Tetraphase to Present New Data at IDWeek on Eravacycline’s Potential Activity in Treating Serious Respiratory Infections

eravacycline

http://www.ama-assn.org/resources/doc/usan/eravacycline.pdf

1-Pyrrolidineacetamide, N-[(5aR,6aS,7S,10aS)-9-(aminocarbonyl)-7-(dimethylamino)-
4-fluoro-5,5a,6,6a,7,10,10a,12-octahydro-1,8,10a,11-tetrahydroxy-10,12-dioxo-2-
naphthacenyl]-
(4S,4aS,5aR,12aS)-4-(dimethylamino)-7-fluoro-3,10,12,12a-tetrahydroxy-1,11-dioxo-9-
[(pyrrolidin-1-ylacetyl)amino]-1,4,4a,5,5a,6,11,12a-octahydrotetracene-2-carboxamide

MOLECULAR FORMULA C27H31FN4O8
MOLECULAR WEIGHT 558.6

SPONSOR Tetraphase Pharmaceuticals, Inc.
CODE DESIGNATION TP-434
CAS REGISTRY NUMBER 1207283-85-9
WHO NUMBER 9702

Tetraphase Pharmaceuticals Inc. (NASDAQ:TTPH) today announced that it will present two posters at IDWeek 2013 that examine the potential of its lead antibiotic candidate eravacycline to treat serious multi-drug resistant (MDR) infections.

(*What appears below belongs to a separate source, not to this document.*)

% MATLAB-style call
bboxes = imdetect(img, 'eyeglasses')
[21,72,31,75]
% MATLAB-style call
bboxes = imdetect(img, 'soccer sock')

The first will highlight positive results of a Phase 1 study assessing the bronchopulmonary disposition safety and tolerability of eravacycline in healthy men and women; this study represents the first clinical assessment of eravacycline for potential use in treating pneumonia. The second poster will provide the results of a study that examined the activity of eravacycline in vitro against multiple Gram-negative and Gram-positive pathogens to set quality-control limits for monitoring eravacycline activity in future testing programs.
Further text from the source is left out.